Elsevier

Pattern Recognition

Volume 96, December 2019, 106969
Pattern Recognition

A study of divisive clustering with Hausdorff distances for interval data

https://doi.org/10.1016/j.patcog.2019.106969Get rights and content

Highlights

  • Hausdorrf, Gowda–Diday and Ichino–Yaguchi distances for intervals are compared.

  • Euclidean counterparts and their normalizations are included.

  • Summary of advantages and disadvantages of these respective distances are based on simulation studies.

  • The simulation study shows local normalizations outperform global normalizations.

Abstract

Clustering methods are becoming key as analysts try to understand what knowledge is buried inside contemporary large data sets. This article analyzes the impact of six different Hausdorff distances on sets of multivariate interval data (where, for each dimension, an interval is defined as an observation [a, b] with a ≤ b and with a and b taking values on the real line R1), used as the basis for Chavent’s [15, 16] divisive clustering algorithm. Advantages and disadvantages are summarized for each distance. Comparisons with two other distances for interval data, the Gowda–Diday and Ichino–Yaguchi measures are included. All have specific strengths depending on the type of data present. Global normalization of a distance is not recommended; and care needs to be made when using local normalizations to ensure the features of the underlying data sets are revealed.
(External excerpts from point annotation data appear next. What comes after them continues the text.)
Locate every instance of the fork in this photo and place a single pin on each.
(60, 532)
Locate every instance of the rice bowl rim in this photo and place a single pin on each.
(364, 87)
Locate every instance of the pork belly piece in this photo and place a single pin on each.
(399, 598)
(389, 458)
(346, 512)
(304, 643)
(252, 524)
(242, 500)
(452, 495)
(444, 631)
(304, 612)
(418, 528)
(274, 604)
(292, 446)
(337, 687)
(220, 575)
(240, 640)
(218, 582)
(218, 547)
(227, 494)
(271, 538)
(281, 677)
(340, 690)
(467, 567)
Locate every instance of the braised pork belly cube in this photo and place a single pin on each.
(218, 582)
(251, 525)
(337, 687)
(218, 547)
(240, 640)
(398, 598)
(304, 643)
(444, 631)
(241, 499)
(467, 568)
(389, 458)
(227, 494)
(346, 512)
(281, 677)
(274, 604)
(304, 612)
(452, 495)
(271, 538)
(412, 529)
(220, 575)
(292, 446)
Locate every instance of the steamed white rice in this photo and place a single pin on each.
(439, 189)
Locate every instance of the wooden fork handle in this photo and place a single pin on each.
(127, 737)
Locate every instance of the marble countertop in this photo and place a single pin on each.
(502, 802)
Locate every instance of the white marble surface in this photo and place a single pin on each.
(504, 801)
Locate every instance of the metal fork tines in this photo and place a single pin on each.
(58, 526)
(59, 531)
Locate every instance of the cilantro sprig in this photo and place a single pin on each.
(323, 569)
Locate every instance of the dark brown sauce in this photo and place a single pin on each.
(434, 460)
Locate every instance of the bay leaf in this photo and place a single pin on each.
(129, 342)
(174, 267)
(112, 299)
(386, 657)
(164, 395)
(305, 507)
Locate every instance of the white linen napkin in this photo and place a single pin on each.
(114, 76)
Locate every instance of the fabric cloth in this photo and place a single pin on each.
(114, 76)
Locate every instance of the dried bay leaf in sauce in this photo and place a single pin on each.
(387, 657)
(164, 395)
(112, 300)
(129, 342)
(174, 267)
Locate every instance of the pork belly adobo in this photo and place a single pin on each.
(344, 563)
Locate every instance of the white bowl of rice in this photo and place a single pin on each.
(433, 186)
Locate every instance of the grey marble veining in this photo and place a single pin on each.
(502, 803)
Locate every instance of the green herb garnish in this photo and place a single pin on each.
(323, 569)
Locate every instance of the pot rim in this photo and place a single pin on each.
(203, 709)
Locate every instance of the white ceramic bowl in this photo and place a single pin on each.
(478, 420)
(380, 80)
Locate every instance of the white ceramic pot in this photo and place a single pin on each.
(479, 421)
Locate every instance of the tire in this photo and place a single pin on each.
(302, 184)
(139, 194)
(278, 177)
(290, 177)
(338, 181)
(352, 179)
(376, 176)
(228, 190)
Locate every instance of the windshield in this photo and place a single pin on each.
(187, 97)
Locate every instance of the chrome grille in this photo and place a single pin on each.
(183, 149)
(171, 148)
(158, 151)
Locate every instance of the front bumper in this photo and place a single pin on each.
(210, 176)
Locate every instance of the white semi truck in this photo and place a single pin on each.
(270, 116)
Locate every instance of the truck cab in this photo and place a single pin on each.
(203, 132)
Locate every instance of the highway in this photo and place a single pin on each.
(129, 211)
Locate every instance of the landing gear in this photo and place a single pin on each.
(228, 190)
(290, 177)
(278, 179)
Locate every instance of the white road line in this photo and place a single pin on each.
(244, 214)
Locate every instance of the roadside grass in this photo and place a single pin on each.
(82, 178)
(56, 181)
The study is based on sets of simulated data, and on a real data set.

Introduction

This work focuses on clustering for multivariate interval-valued data, where for each dimension interval observations assume the form X=[a,b], a ≤ b (with a ≤ b and with a and b taking values on the real line R1). Such observations are examples of what Diday [24] introduced as symbolic data (which are observations broadly defined as hypercubles or Cartesian products of distributions in Rp, e.g., lists, intervals, histograms, and the like); see, e.g., Bock and Diday [10], Billard and Diday [7], Diday and Noirhomme-Fraiture [26], and [52] with a non-technical introduction in [6]. With the advent of modern computer capabilities and the attendant proliferation of massively large data sets, it is imperative that methodologies for symbolic data be developed. Indeed, Goodman [29] opined that symbolic data analysis was one of the two most important new avenues appearing over the horizon for the future of statistical science.
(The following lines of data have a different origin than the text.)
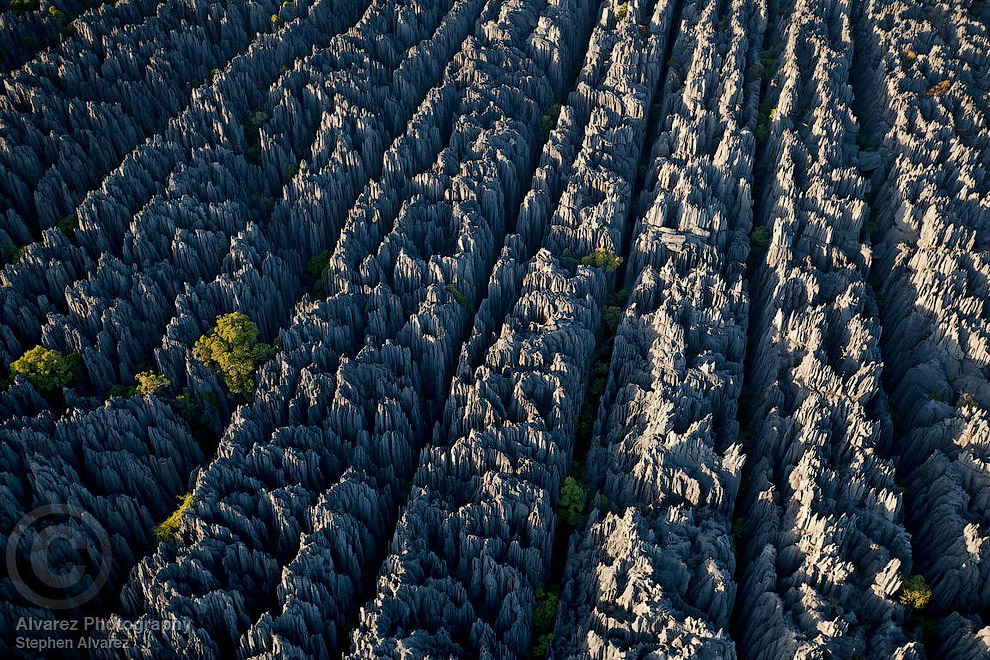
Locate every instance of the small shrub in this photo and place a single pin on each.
(914, 593)
(233, 350)
(170, 527)
(571, 504)
(252, 131)
(459, 297)
(57, 15)
(759, 239)
(619, 298)
(318, 264)
(939, 89)
(550, 119)
(48, 370)
(603, 259)
(541, 646)
(610, 318)
(148, 382)
(967, 402)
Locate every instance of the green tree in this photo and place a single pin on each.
(571, 501)
(318, 264)
(48, 370)
(540, 648)
(233, 350)
(550, 119)
(759, 239)
(914, 593)
(148, 382)
(170, 527)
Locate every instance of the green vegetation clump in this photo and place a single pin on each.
(603, 259)
(252, 131)
(48, 370)
(148, 382)
(233, 350)
(168, 529)
(319, 264)
(550, 118)
(940, 89)
(759, 239)
(914, 593)
(571, 504)
(541, 646)
(56, 14)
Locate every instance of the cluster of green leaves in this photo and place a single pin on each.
(47, 369)
(318, 264)
(766, 115)
(759, 239)
(232, 349)
(252, 132)
(966, 401)
(914, 593)
(550, 118)
(570, 508)
(146, 382)
(940, 89)
(170, 527)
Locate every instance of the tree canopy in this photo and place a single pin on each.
(47, 369)
(232, 349)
Hierarchical clustering can be either divisive or agglomerative; see, e.g., Anderberg [3]. Divisive clustering starts with all the observations in one cluster Ω and successively divides a cluster at each stage until a requisite number of clusters is achieved (with one possibility being that the final stage consists entirely of single element clusters). In contrast, in agglomerative clustering methods, the original clusters are merged two at a time until all the observations belong to a final cluster Ω. Except for pyramidal clustering (e.g., [25] and [11], but not covered in this work), clusters are non-overlapping and exhaustive. Typically, the divisive/merging criteria are based on dissimilarity or distance measures between observations or clusters. Our focus is on divisive clustering. When performing divisive clustering, we can partition the data according to either one single variable (monothetic method) or all variables simultaneously (polythetic method).
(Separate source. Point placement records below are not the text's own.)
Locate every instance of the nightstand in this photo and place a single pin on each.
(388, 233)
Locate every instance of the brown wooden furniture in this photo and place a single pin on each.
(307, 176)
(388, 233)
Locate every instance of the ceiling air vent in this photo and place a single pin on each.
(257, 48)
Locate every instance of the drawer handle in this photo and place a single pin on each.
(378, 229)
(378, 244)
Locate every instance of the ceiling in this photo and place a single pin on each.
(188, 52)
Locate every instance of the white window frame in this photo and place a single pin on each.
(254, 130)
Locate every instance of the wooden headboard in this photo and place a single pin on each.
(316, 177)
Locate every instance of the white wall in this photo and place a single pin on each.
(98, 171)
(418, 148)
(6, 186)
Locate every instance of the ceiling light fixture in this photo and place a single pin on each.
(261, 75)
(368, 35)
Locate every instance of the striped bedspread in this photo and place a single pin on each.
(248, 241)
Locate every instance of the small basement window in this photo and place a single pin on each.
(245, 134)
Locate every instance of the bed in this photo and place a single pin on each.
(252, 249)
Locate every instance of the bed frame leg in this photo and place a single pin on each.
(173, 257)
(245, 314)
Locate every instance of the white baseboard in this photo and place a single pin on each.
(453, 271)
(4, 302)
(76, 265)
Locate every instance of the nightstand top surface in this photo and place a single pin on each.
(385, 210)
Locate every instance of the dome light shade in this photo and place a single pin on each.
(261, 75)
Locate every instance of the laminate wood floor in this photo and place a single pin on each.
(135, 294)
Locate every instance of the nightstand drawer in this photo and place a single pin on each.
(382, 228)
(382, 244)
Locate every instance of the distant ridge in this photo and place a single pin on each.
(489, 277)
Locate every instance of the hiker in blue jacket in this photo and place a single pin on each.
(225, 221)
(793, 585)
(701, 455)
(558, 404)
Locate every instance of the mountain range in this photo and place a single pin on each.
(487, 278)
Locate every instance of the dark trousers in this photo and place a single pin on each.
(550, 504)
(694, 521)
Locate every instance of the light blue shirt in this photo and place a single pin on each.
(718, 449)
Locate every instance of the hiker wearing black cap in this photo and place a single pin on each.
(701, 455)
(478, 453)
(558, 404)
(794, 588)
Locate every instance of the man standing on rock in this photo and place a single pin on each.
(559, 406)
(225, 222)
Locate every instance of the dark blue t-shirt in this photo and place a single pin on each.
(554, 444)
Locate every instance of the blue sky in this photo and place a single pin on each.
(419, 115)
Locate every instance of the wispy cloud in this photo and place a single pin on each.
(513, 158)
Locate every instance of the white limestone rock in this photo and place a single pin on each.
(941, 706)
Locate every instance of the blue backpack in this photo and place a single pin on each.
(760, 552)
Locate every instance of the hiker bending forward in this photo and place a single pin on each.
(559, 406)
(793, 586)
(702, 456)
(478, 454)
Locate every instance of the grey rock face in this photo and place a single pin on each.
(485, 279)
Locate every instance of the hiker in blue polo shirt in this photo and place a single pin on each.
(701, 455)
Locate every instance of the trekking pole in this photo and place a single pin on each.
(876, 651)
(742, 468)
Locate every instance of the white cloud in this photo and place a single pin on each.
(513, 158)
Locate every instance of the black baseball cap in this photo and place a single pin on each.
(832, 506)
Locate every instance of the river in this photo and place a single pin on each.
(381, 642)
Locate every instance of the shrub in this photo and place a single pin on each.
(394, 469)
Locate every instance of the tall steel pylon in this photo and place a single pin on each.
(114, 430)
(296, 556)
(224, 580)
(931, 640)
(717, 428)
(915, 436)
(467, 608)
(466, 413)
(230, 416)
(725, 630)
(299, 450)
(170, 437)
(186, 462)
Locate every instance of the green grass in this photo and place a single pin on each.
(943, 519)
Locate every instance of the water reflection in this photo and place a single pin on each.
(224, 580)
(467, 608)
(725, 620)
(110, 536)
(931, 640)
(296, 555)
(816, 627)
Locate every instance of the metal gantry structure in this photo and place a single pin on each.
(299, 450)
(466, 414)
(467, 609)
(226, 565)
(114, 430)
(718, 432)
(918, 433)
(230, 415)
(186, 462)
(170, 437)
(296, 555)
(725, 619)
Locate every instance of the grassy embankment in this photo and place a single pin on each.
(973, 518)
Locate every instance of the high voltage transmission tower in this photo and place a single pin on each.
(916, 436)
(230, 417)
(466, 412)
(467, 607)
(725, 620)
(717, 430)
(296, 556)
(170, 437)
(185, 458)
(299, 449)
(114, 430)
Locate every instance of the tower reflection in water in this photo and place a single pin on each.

Clustering methodology has seen extensive activity for classical data sets in recent decades; a good coverage and review can be found in, e.g., [3], [9], [27], [30]. Much of the literature deals with agglomerative clustering, with some nice overall reviews in [38], [39], [49], [51], [59]. Other important contributions include [1], [2], [28], [47], [50], [54], [55], [56], [57], [60], [61], among others. Some papers look at questions revolving about initial seeds in k-means methods, e.g., [13], [48], [53], [58]. Indhu and Porkodi [35] concludes that the hierarchical method has greater accuracy that the k-means, density-based or EM algorithms. Chang [14] uses principal components on a mixture of two normal distributions. These are for classical data.

Unfortunately, there are relatively few works for divisive clustering for symbolic data. Indeed, it was not until Chavent [15], Chavent [16] that the first divisive clustering method for interval data was introduced; this was a monothethic method for interval distances adapted from the original Hausdorff [33] distances between point observations. Yet, given the increasing prevalence of symbolic data sets, especially for interval-valued data arising from aggregation of the massively large-sized data sets from modern computer environments, it is becoming increasing important that methods be developed to handle such data sets. Even without aggregation, examples abound; e.g., temperatures are recorded as daily minimum and maximum values, stock market values are recorded as daily (low, high) or (opening, closing) values. Thus, a clustering algorithm applied to interval stock prices might identity which kinds of stocks are similar to each other (such as manufacturing, banking, media, and so on). It is known that doing analyses based on interval midpoints or means lose critical information (see, e.g., [5], [6]; therefore, answers are not necessarily correct when using classical point surrogates. While [42], [43] have introduced algorithms for histogram data (a polythetic and a double monothethic algorithm, respectively), the original [15] algorithm remains as the prime algorithm for interval data, and that itself was restricted to the Hausdorff distance only. Therefore, the aim herein is to compare different distances (for which no comparisons currently exist) for this well-known and important algorithm.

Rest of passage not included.